In the afternoon of April 12, 1945, in Warm Springs, Georgia, while sitting for a portrait by Elizabeth Shoumatoff, Roosevelt said: "I have a terrific headache." He then slumped forward in his chair, unconscious, and was carried into his bedroom.
Continuing:
"The president's attending cardiologist, Howard Bruenn, diagnosed a massive intracerebral hemorrhage. At 3:35 p.m., Roosevelt died at the age of 63."
What might this history suggest with respect to the matter at hand? Needless to say, you can teach it flat or you can teach it round. Our general impression would be this:
Here in Blue America, the people we're trained to trust have perhaps behaved rather poorly over the past year or so, and they continue to do so today. We know of no obvious way out of the current dilemma.
At any rate, we the people weren't aware of the medical situations involving Presidents Wilson and Roosevelt. Beyond that, a fair amount of secrecy was maintained about some of President Kennedy's health challenges—and, needless to say, about aspects of his personal conduct during his years in the White House.
(More on that below.)
Also, there's the case of former Senator Paul Tsongas (D-Mass.), a major presidential candidate in the 1992 Democratic primaries and by all accounts a good, decent person. He died in January 1997, at age 55, two days before his first term as president would have ended.
Due to a previous episode with cancer, he had worked quite hard, during Campaign 1992, to tell us the people that he had no serious health concerns. Needless to say, the press corps anointed him as the fearless truth-teller in the campaign, as opposed to the Big Liar Bill Clinton.
(As politicians so favored may tend to do, Candidate Tsongas sometimes seemed to agree with this standard bit of casting.)
It's our impression that the Biden team has perhaps behaved rather poorly in recent years. It's also our impression that it's too late to do anything about the situation which exists, and that Donald J. Trump is quite likely to end up back in the White House.

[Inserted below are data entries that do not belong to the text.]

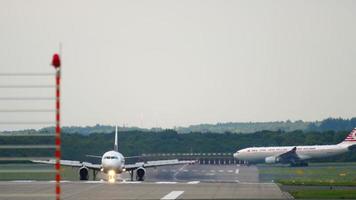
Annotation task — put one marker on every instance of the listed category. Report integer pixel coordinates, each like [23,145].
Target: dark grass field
[317,181]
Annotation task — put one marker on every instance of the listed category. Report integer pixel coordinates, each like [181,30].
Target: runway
[188,182]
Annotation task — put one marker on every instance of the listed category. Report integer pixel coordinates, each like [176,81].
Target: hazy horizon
[178,63]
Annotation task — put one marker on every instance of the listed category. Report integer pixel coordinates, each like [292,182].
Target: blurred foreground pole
[56,63]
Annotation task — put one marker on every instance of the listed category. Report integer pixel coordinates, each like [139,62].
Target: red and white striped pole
[56,62]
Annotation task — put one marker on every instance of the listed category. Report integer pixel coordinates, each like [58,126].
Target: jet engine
[83,173]
[140,174]
[271,160]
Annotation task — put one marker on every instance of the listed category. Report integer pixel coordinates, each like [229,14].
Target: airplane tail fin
[351,138]
[116,147]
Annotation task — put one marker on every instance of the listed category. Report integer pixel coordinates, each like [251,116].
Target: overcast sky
[175,63]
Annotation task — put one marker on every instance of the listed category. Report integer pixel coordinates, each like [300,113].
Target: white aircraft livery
[295,155]
[113,163]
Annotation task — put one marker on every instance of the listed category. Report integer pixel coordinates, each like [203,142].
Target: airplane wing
[289,156]
[70,163]
[157,163]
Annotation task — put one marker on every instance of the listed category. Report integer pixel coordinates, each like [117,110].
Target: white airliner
[295,155]
[113,163]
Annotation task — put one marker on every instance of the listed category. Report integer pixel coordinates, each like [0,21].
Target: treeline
[76,146]
[330,124]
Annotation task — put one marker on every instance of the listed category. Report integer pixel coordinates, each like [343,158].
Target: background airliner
[295,155]
[113,163]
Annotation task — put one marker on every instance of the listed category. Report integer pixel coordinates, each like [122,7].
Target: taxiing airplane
[295,155]
[113,163]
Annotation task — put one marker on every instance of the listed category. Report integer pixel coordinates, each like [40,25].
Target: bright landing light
[112,176]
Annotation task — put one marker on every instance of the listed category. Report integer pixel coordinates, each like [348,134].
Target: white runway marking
[172,195]
[165,182]
[23,181]
[193,182]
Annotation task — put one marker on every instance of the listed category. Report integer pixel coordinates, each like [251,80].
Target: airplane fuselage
[259,154]
[113,160]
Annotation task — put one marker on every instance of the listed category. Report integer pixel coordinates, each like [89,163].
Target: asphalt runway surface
[176,182]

Many different groups have contributed to this situation down through the many long years. If it's the simple truth you want, we self-impressed denizens of Blue America have been one part of the problem, though the chances are slim that you'll ever convince us of any such fact.
That said, also this: We denizens of Blue America! (Most especially, we refer to the people who have scripted us, down through the years, from their roles within the upper-end mainstream press.)

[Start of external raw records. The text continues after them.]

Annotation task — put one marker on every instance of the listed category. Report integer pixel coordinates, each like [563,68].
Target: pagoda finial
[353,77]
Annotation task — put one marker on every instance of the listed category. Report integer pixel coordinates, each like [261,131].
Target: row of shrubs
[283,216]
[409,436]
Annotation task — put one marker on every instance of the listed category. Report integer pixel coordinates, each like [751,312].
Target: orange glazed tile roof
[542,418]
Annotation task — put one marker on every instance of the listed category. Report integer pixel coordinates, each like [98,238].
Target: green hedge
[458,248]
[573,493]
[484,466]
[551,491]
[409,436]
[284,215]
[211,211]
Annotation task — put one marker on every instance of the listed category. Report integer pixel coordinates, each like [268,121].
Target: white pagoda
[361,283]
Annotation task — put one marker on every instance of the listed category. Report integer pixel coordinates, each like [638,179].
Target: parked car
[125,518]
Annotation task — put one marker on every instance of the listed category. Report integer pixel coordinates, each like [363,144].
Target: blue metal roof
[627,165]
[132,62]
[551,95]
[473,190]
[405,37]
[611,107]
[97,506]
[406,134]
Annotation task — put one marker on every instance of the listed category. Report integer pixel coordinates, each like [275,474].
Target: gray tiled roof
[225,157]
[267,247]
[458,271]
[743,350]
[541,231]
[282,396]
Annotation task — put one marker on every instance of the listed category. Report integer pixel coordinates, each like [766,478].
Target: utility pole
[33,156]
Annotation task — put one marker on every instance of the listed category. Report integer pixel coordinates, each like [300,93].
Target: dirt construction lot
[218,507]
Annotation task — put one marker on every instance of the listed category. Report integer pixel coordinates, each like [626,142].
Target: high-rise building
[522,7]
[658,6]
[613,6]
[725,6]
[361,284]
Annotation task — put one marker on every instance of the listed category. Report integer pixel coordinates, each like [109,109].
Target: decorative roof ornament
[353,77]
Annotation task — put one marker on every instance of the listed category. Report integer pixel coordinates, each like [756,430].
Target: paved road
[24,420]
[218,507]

We Blues! We still love Dear Jack and his glamorous wife! For that reason, we disappear the 19-year-old actual intern he crudely procured and assaulted during his term in the White House.
In fairness, it was a different time, and according to at least one major biographer, he and his brothers had been very poorly raised, with respect to such matters, by their lecherous father. That said, the appalling story was finally told in 2012, in an extremely well written memoir, and we're fairly sure that no one actually doubts the truth of what was described in that thoughtful, well-composed book.
That said, so what? We simply continue on preferred paths, as if Mimi Alford's story had never been told:
For example, we continue to be shocked at the thought of the fictitious "21-year-old intern" who was neither 21 nor an intern during the period in question.
Most pathetically, we insist that we somehow needed to know if Donald J. Trump had consensual sex, on one occasion, ten years before he ran for president, with a fully grown adult woman who shockingly wasn't his wife.
We continue to love and revere Dear Jack. On the vastly other hand, we very, very strongly feel that we needed to know about that!
The woods are lovely, dark and deep. Our main impressions at present are these:
Cummings got his reporting right about the way "humanity" tends to behave. Also, it's possible that our flawed human race wasn't built for this line of work!